Turns out, you can’t check an algorithm with a unit test. “Some people think you can check an algorithm with formal logic, but they’re probably wrong in practice. An algorithm is too complicated to check in any general way.”, explained exarkun.
So I can only hope that the implementation of the algorithm is correct?
“No, you can test that the output of the algorithm is correct for some number of inputs”, said he. “And you can hope that your selection of inputs exercises all meaningful branches (and branch combinations) in the algorithm.”
“The idea with unit tests is that you constrain the domain of possible incorrect outputs”, Glyph added. “You test what you believe to be a representative sample of each ‘interesting’ region of behavior for your algorithm, and by ‘interesting’ I mean each range of input that requires more code.”

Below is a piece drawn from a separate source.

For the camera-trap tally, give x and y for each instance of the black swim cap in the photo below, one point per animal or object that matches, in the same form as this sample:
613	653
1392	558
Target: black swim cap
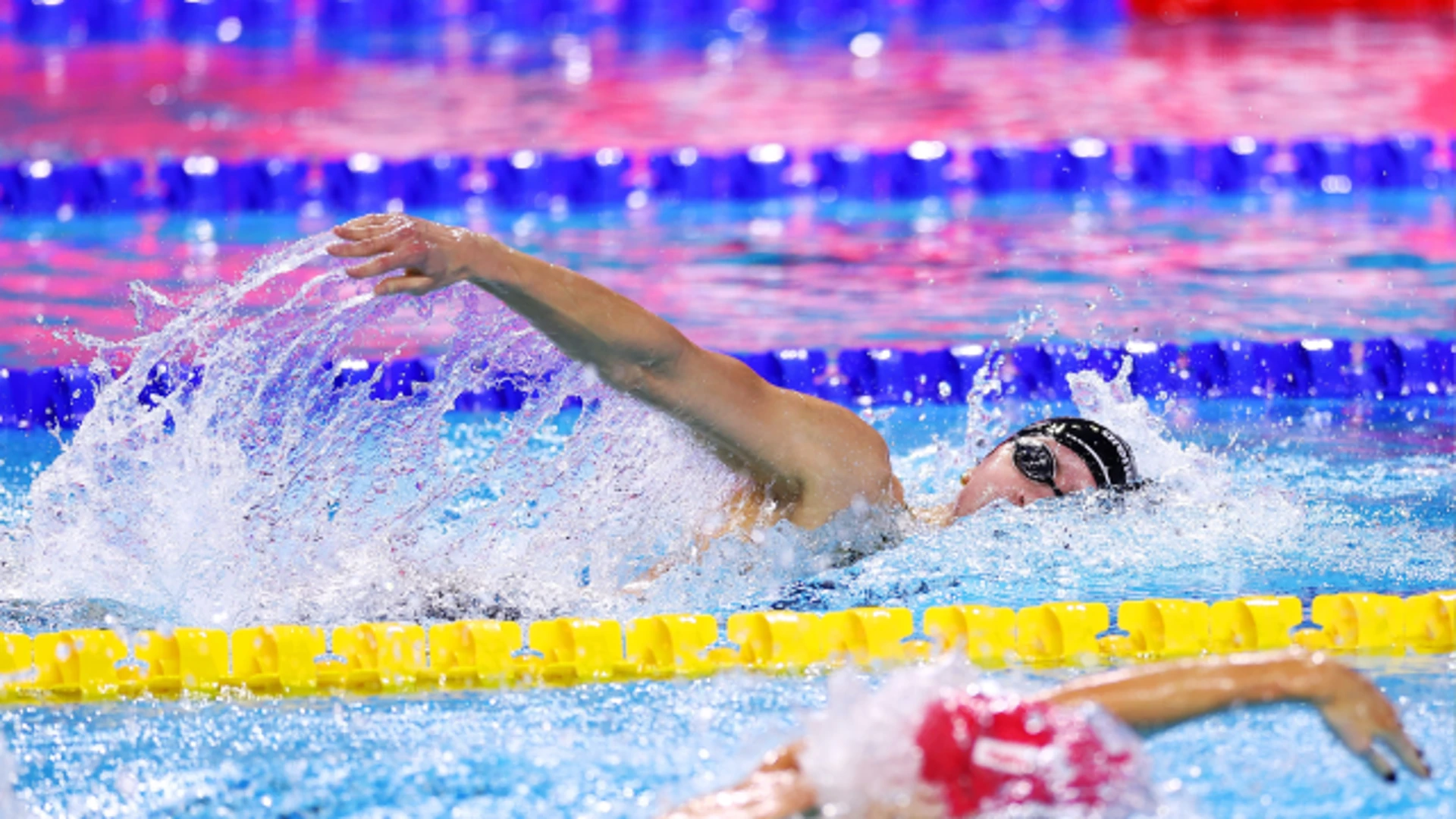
1100	447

A general lesson I learnt was that I was trying really hard to understand how the whole thing fits together all at once, but it helps to compartmentalize. It helps to just figure out what functions call what other functions; later, once you know what’s going on, learn why they’re getting called in that way. You can do a whole lot without knowing why. And in some cases there isn’t really a “why”, it’s just an arbitrary decision because the reactor has a bunch of work to do and it has to choose some order, so it does things in whatever order we thought to implement first.
And just like that, we had our endpoint written in a respectful, TDD-way, with well-tested parts, etc. But it still wasn’t perfect. Later in the reviews, exarkun suggested that
connect could be implemented more simply - probably as an independent object with instance state (and perhaps as an explicit state machine) rather than a collection of nested functions with shared, closed-over mutable objects. That led me to file another ticket, and work on getting a finite state machine into Twisted. But that’s another story!
The caterpillar gasped at me and said
“My god if that’s what’s going on inside your head
You can see so much more than I
I think it’s time to turn into a butterfly.”